強力な金具固定と正しい施工で地震や台風に負けない強固な土台を造る

「お宅の屋根、ズレていますよ」…
突然の訪問に不安を感じた東浦町のお客様。
現地調査の結果、棟全体の歪みが判明し、この度「一本葺き」による葺き替え工事をお任せいただきました。
これまでの解体作業では、瓦を支える土台の固定不足など、横ズレを招いた意外な原因も見えてきました。

本日は、将来の安心を左右する「基礎作り」の様子をお届けします。
水糸を使った正確な位置出しや、専用の強力な金具を用いた固定など、完成すれば見えなくなる場所だからこそ、一切の妥協を許さない熟練の手仕事をご紹介します。
大切なお住まいを長く守るための工夫をぜひご覧ください。

前回の現場ブログ記事は?

【東浦町】屋根棟を解体して判明した棟内部の施工原因と棟瓦の使用方法の問題!

writer by ヤマムラ建装株式会社 代表取締役 山村康輔 解体して見えた内部の施工不良と熨斗瓦の重要な役割 「屋根のてっぺんが歪んでいる気がする…」東浦町のお客様から…

こちら現場での初回点検の様子は?

初動調査での様子を現場ブログ・第一話目で書いています!

【東浦町】訪問業者の指摘に不安な棟瓦ズレや漆喰剥がれを修理して雨漏りを防ぐ!

writer by ヤマムラ建装株式会社 代表取締役 山村康輔 東浦町で棟瓦のズレと漆喰剥がれを点検!訪問業者の指摘の真偽と雨漏りを防ぐための修理方法 「近所を通りかかっ…

一本葺きの強固な土台作り

01.東浦町 棟修理 土台となる棟瓦に固定処置がありませんでした。

東浦町にて、「通りすがりの業者に『屋根がズレている』と指摘された」とご不安になっていたお客様から、正式に修理工事のご依頼をいただきました。
以前の点検で、屋根の「棟(むね)」全体がズレていることが分かっていました。

お客様とご相談した結果、古い棟はすべて解体し、新しく「棟冠瓦(むねかんむりがわら)」という瓦を使ってスッキリと仕上げる「一本葺き」という工法で作り直すことになりました。

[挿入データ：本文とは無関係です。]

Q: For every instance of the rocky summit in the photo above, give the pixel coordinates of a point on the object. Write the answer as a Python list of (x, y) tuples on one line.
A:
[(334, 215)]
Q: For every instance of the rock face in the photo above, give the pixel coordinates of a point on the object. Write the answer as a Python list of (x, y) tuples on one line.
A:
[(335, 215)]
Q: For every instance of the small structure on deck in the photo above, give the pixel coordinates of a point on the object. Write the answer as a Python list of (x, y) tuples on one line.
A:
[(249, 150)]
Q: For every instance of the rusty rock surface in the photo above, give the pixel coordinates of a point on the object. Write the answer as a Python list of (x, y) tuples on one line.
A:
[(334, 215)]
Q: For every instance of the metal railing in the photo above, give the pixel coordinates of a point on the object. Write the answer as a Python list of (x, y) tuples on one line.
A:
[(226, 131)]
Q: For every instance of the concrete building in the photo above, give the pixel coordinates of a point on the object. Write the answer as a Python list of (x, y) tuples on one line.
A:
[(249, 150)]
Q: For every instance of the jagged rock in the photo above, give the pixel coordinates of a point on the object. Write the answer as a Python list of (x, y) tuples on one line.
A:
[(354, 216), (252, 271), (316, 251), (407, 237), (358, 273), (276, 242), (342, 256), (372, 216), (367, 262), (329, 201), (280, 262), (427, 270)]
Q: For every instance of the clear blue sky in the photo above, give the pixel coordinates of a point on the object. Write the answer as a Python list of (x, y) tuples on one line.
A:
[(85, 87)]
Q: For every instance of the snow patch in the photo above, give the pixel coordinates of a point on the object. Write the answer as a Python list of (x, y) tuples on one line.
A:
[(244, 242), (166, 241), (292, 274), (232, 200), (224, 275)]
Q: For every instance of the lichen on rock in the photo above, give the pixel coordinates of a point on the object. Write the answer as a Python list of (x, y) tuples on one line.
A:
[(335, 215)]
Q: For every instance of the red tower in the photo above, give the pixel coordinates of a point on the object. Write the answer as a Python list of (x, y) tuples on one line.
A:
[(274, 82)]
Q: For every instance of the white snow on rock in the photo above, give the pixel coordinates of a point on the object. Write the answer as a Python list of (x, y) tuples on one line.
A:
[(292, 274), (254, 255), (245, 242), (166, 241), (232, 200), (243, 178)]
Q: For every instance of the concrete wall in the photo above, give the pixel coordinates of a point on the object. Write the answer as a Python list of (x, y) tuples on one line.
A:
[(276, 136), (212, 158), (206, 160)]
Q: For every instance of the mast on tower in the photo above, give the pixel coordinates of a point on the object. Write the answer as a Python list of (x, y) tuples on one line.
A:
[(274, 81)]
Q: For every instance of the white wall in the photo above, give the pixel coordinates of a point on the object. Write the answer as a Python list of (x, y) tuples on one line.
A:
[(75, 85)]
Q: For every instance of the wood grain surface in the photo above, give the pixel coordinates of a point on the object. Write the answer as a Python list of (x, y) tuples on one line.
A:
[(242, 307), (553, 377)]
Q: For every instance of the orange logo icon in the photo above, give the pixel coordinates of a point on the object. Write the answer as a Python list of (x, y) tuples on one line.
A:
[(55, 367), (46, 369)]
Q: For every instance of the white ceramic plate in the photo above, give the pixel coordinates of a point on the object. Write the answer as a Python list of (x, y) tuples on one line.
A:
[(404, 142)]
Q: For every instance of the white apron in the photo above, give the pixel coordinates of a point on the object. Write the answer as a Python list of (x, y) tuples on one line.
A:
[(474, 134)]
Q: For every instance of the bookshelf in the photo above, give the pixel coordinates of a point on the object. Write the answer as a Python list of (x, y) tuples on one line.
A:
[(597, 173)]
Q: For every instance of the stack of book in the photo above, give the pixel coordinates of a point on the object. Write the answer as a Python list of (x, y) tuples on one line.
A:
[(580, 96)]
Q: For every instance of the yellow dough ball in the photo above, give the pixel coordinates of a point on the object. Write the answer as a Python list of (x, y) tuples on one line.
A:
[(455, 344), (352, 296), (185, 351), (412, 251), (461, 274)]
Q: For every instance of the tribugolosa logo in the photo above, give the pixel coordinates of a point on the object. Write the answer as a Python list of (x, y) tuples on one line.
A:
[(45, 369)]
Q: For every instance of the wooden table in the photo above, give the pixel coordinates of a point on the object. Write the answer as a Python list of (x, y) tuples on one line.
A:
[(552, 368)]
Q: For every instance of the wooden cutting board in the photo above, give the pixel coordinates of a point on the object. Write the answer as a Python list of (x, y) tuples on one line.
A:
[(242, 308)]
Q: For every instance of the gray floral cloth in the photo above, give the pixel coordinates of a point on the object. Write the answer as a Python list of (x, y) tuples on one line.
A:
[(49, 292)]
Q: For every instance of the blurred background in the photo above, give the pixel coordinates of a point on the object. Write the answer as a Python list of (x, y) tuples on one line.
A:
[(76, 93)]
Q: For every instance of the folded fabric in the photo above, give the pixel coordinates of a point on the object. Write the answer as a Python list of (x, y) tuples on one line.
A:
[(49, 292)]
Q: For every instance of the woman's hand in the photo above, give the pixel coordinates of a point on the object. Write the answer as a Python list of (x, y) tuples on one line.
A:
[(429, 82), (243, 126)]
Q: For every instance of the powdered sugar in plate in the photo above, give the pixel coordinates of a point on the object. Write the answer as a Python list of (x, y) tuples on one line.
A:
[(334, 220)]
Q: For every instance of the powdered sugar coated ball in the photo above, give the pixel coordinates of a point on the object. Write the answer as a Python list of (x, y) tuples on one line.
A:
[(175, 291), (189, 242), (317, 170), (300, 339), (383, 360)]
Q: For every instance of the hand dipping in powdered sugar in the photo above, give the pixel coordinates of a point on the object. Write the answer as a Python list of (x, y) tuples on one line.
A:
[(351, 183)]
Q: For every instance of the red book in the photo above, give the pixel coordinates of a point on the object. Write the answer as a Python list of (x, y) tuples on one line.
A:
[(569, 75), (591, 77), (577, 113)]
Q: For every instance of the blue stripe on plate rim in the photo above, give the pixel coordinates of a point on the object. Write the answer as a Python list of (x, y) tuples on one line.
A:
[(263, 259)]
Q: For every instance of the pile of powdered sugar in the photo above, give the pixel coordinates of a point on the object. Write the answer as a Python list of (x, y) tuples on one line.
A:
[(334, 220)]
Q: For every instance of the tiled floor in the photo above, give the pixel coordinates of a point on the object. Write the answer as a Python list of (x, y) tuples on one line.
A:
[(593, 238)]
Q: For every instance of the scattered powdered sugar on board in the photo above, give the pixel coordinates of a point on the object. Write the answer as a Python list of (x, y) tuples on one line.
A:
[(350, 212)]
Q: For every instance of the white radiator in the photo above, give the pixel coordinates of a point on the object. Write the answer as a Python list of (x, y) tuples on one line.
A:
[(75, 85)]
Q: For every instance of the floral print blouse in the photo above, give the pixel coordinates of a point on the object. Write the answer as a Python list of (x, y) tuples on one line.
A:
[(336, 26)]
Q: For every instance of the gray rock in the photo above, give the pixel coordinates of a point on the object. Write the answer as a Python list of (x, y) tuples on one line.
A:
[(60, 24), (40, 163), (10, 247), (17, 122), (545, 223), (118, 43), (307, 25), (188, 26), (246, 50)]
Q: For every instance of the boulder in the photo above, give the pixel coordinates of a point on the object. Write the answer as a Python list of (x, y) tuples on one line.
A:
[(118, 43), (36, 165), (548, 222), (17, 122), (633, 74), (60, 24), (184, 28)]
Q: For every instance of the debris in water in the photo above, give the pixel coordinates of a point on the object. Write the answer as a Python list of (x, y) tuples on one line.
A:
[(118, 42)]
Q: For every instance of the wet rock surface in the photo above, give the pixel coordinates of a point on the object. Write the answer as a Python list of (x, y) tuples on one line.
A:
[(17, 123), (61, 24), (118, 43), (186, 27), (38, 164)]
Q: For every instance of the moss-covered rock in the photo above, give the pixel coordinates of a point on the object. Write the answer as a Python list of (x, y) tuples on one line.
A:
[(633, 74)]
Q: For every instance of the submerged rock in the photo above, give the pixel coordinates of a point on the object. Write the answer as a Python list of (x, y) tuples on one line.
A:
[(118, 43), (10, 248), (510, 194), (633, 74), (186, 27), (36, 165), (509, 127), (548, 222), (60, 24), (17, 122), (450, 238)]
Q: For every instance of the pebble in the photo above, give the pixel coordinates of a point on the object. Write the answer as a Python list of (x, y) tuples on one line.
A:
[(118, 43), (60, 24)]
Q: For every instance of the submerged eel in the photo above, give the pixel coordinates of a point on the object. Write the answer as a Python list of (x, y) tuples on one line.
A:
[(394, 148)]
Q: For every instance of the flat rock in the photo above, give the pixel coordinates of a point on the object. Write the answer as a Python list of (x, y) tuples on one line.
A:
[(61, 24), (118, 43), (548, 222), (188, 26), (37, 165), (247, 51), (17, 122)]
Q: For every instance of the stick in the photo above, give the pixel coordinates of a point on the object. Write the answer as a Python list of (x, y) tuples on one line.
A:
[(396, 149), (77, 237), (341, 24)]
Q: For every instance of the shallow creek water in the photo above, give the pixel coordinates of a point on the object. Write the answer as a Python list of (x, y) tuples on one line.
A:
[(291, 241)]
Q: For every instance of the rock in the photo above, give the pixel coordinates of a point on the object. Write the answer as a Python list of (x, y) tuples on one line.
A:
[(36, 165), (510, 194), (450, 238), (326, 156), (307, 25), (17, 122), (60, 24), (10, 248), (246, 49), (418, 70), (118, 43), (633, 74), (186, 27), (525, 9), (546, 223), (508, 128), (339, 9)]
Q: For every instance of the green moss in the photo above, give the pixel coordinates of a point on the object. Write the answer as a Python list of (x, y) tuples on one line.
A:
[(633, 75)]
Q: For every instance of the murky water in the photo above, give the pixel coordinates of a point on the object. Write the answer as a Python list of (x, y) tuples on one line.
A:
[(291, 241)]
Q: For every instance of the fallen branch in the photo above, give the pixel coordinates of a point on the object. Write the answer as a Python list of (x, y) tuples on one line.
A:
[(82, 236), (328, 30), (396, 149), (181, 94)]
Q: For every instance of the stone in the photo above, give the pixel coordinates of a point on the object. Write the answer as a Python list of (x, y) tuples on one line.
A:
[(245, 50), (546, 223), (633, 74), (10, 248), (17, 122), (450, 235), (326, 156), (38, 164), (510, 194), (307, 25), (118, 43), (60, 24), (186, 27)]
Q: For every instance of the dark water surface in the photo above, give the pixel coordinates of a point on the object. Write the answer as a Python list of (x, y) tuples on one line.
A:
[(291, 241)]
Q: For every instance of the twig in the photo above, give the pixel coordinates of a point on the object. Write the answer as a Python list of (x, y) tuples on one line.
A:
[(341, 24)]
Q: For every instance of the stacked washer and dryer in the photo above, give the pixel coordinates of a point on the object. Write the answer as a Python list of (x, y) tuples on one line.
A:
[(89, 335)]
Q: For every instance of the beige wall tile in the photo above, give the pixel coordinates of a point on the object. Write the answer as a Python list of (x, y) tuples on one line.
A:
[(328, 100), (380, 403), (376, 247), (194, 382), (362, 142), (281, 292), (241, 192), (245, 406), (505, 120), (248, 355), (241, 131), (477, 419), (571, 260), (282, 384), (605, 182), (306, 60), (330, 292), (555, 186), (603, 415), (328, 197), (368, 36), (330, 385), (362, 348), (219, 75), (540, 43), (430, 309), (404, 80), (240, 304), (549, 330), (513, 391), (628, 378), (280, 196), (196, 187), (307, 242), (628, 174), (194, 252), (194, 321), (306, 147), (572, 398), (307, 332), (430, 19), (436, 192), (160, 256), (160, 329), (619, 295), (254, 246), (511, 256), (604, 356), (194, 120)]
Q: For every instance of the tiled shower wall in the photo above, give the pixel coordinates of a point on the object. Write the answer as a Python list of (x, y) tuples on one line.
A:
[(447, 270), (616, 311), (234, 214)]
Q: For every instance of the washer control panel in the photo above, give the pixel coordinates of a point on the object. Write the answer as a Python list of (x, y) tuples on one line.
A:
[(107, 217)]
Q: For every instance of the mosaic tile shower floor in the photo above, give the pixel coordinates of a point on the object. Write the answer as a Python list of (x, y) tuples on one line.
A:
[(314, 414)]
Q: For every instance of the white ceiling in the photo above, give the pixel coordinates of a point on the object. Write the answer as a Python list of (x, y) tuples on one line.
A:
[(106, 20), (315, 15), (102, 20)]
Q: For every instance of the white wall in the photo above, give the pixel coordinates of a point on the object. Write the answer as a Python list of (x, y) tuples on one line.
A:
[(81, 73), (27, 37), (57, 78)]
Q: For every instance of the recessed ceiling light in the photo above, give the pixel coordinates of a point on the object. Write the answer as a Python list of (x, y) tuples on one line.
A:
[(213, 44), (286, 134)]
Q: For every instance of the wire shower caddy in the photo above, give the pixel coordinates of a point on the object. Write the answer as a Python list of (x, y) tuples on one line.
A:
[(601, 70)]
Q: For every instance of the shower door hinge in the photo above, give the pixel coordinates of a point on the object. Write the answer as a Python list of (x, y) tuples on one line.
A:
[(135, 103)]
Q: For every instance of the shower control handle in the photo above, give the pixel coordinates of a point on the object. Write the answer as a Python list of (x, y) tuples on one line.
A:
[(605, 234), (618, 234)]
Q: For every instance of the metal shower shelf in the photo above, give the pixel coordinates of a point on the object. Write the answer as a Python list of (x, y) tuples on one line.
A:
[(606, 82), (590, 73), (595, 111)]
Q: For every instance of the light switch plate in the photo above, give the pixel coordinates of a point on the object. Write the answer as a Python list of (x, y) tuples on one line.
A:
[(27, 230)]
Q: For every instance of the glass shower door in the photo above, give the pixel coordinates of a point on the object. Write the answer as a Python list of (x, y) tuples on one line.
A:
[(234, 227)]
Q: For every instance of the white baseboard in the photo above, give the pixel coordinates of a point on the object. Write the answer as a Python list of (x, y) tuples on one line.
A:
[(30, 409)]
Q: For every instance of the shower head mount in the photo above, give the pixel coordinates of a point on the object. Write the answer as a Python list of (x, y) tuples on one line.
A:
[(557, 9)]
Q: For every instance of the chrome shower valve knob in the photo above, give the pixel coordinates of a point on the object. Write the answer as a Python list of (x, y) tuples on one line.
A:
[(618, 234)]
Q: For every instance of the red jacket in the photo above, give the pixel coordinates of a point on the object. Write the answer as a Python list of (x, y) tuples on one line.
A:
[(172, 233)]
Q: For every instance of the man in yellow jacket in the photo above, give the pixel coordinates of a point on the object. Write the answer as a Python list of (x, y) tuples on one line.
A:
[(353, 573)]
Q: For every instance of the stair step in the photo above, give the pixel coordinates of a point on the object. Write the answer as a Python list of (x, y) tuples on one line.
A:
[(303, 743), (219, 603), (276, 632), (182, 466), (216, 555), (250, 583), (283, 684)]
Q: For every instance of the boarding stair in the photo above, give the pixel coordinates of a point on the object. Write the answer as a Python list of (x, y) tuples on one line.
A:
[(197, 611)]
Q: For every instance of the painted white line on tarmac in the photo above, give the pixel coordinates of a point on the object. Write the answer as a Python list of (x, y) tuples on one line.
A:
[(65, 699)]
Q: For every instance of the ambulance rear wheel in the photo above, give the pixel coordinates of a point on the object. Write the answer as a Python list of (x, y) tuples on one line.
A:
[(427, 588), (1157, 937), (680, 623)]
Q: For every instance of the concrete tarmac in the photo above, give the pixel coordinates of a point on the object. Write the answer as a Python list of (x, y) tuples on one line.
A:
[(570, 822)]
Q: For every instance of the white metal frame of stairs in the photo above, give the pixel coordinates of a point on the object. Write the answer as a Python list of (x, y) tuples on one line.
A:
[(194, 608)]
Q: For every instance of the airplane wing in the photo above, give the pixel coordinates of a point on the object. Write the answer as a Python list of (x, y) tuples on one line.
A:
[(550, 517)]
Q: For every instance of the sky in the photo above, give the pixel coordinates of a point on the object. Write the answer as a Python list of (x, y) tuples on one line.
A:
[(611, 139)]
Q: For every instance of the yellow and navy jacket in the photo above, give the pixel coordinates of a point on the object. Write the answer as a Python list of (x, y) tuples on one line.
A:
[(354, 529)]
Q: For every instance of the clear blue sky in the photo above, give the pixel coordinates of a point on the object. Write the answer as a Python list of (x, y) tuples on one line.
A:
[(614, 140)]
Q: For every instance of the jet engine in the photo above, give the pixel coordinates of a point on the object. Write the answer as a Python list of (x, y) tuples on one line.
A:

これまでの解体作業で、以前の工事では土台の固定が甘いなどの問題があったことが判明しています。
そこで、新しい棟では二度とそうした問題が起きないよう、ガッチリとした強固な土台作りから始めます。

今回は、新しい棟を葺くために一番大事な「下準備」の工程、つまり棟を支えるための専用金具などを設置していく様子をご紹介いたします。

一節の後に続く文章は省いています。